E. 3.1.1 La présomption d'innocence, garantie par les art. 10 CPP, 32 al. 1 Cst., 14 par. 2 Pacte ONU II et 6 par. 2 CEDH, ainsi que son corollaire, le principe " in dubio pro reo ", concernent tant le fardeau de la preuve que l'appréciation des preuves au sens large (ATF 127 I 38 consid. 2a). En

- 6 - tant que règle sur le fardeau de la preuve, elle signifie, au stade du jugement, que le fardeau de la preuve incombe à l'accusation et que le doute doit profiter au prévenu. Comme règle d'appréciation des preuves, la présomption d'innocence signifie que le juge ne doit pas se déclarer convaincu de l'existence d'un fait défavorable à l'accusé si, d'un point de vue objectif, il existe des doutes quant à l'existence de ce fait. Il importe peu qu'il subsiste des doutes seulement abstraits et théoriques, qui sont toujours possibles, une certitude absolue ne pouvant être exigée. Il doit s'agir de doutes sérieux et irréductibles, c'est-à-dire de doutes qui s'imposent à l'esprit en fonction de la situation objective. Lorsque l'appréciation des preuves et la constatation des faits sont critiquées en référence au principe " in dubio pro reo ", celui-ci n'a pas de portée plus large que l'interdiction de l'arbitraire (ATF 143 IV 500 consid. 1.1 ; ATF 138 V 74 consid. 7).
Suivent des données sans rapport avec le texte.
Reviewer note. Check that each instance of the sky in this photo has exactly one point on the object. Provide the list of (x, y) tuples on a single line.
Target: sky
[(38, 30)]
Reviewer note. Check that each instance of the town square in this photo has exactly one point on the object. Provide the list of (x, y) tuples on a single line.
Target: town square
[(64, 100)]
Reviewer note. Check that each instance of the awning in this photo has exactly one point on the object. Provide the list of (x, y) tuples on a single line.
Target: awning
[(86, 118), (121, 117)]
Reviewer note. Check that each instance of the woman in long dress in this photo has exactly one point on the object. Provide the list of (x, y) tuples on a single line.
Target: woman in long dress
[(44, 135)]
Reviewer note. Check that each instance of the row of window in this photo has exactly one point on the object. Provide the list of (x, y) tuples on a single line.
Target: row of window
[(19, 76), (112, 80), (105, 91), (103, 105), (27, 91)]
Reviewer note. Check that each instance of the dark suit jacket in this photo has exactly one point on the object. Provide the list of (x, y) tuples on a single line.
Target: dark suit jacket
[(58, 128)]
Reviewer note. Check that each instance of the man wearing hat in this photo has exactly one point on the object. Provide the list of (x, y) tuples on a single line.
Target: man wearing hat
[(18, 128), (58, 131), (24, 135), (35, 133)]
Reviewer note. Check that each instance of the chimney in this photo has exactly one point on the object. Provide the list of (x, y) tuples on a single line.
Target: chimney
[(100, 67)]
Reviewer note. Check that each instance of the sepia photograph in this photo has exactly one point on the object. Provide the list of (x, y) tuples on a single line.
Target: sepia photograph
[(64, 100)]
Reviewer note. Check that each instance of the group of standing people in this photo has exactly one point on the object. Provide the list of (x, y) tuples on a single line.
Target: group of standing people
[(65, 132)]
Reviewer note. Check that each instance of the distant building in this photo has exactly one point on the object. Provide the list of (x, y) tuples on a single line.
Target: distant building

E. 3.1.2 Conformément à l'art. 90 LCR, celui qui viole les règles de la circulation prévues par ladite loi ou par les dispositions d'exécution émanant du Conseil fédéral est puni de l'amende (al. 1) ; celui qui, par une violation grave d'une règle de la circulation, crée un sérieux danger pour la sécurité d'autrui ou en prend le risque est puni d'une peine privative de liberté de trois ans au plus ou d'une peine pécuniaire (al. 2). Pour déterminer si une violation d'une règle de la circulation doit être qualifiée de grave au sens de l'art. 90 al 2 LCR, il faut procéder à une appréciation aussi bien objective que subjective. D'un point de vue objectif, la violation grave d'une règle de la circulation au sens de l'art. 90 al. 2 LCR suppose que l'auteur ait mis sérieusement en danger la sécurité du trafic. Il y a création d'un danger sérieux pour la sécurité d'autrui non seulement en cas de mise en danger concrète, mais déjà en cas de mise en danger abstraite accrue (ATF 143 IV 508 consid. 1.3 ; ATF 142 IV 93 consid. 3.1 ; ATF 131 IV 133 consid. 3.2). Subjectivement, l'état de fait de l'art. 90 al. 2 LCR exige un comportement sans scrupules ou gravement contraire aux règles de la circulation, c'est-à-dire une faute grave et, en cas d'acte commis par

- 7 - négligence, à tout le moins une négligence grossière. Celle-ci doit être admise lorsque le conducteur est conscient du caractère généralement dangereux de son comportement contraire aux règles de la circulation. Mais une négligence grossière peut également exister lorsque, contrairement à ses devoirs, l'auteur ne prend absolument pas en compte le fait qu'il met en danger les autres usagers, en d'autres termes s'il se rend coupable d'une négligence inconsciente. Dans de tels cas, une négligence grossière ne peut être admise que si l'absence de prise de conscience du danger créé pour autrui repose elle-même sur une absence de scrupules. Est notamment sans scrupules le comportement qui ne tient absolument pas compte des biens juridiques d'autrui. Il peut également en aller ainsi en cas de simple ignorance (momentanée) de la mise en danger des intérêts d'autrui (ATF 131 IV 133 consid. 3.2 ; TF 6B_1300/2016 consid. 2.1.2 non publié aux ATF 143 IV 500). Plus la violation de la règle de la circulation est objectivement grave, plus on admettra l'existence d'une absence de scrupule, sauf indice particulier permettant de retenir le contraire (ATF 142 IV 93 consid. 3.1).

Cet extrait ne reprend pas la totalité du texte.